Page MenuHomePhabricator

NOTOC causing API action=parse prop=sections to return nothing
Closed, ResolvedPublicBUG REPORT

Description

Steps to replicate the issue (include links if applicable):

  1. Make an action=parse prop=sections API request with three headers and no NOTOC (execute)
  2. sections returns a proper array
  3. Add a NOTOC anywhere in the text (execute)
  4. sections returns a blank array

What happens?:
sections returns a blank array.

What should have happened instead?:
sections should be an array with section data.

Other information (browser name/version, screenshots, etc.):
This is currently causing issues with Ultraviolet, and AIV reports were no longer sending on February 23, the Thursday after [ 544a479 ] Parser: don't set TOCData if __NOTOC__ is used on the page got merged into mediawiki/core. I haven't checked if the MediaWiki version deployed on that day includes this commit explicitly.

The issue was only made evident to me today when debugging (with the assistance of User:Roundish) after finding out that UV fell into a should-never-happen case absolutely no sections were being returned. The related lines can be found here and they both depend on the sections returned by the parser. I'll be placing _another_ safeguard against this on Ultraviolet, but this is evidently a bug as there were no API deprecation warnings that went out that would have indicated that this behavior was planned.

Event Timeline

Adding in the author of the aforementioned commit @cscott, hopefully you might know what could have happened here. I'm not that well versed in core code so I don't feel confident writing a patch myself.
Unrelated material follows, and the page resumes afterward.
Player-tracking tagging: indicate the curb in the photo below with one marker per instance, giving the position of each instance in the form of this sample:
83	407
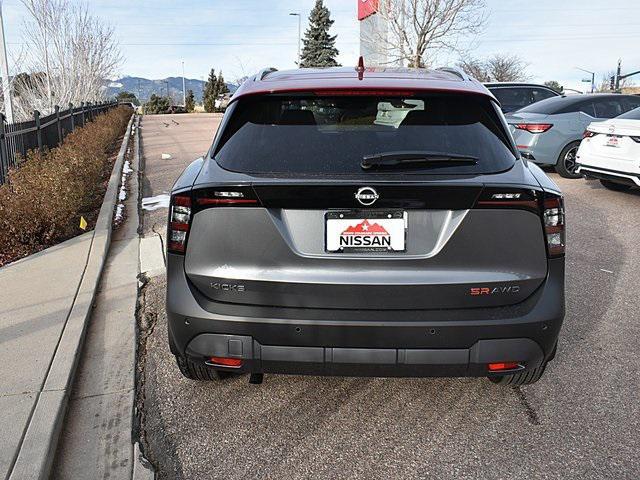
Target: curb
38	448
Legoktm triaged this task as Unbreak Now! priority.Mar 16 2023, 1:23 AM
Legoktm added a project: MediaWiki-Action-API.
Chlod reopened this task as Open.
Chlod claimed this task.
Chlod removed Chlod as the assignee of this task.
Chlod moved this task from Backlog to Done on the Ultraviolet board.

oops

Legoktm lowered the priority of this task from Unbreak Now! to High.Mar 16 2023, 2:30 AM
Legoktm subscribed.

Sorry I misread, if it's been broken since February 23 it's not UBN by definition, but definitely API breakage that still should be fixed.

Change 900314 had a related patch set uploaded (by Samtar; author: Samtar):

[mediawiki/core@master] [WIP] Parser.php: Ignore __NOTOC__ if API parse

https://gerrit.wikimedia.org/r/900314

I am not confident in my understanding of the ramifications of doing this:

diff --git a/includes/parser/Parser.php b/includes/parser/Parser.php
index 04e4b0382d1..7b9b504076d 100644
--- a/includes/parser/Parser.php
+++ b/includes/parser/Parser.php
@@ -4095,7 +4095,11 @@ class Parser {
                if ( isset( $this->mDoubleUnderscores['nogallery'] ) ) {
                        $this->mOutput->setNoGallery( true );
                }
-               if ( isset( $this->mDoubleUnderscores['notoc'] ) && !$this->mForceTocPosition ) {
+               # __NOTOC__ is only respected if this is not an API parse request
+               if ( isset( $this->mDoubleUnderscores['notoc'] )
+                       && !$this->mForceTocPosition
+                       && self::getOptions()->getRenderReason() !== 'api-parse'
+               ) {
                        $this->mShowToc = false;
                }
                if ( isset( $this->mDoubleUnderscores['hiddencat'] )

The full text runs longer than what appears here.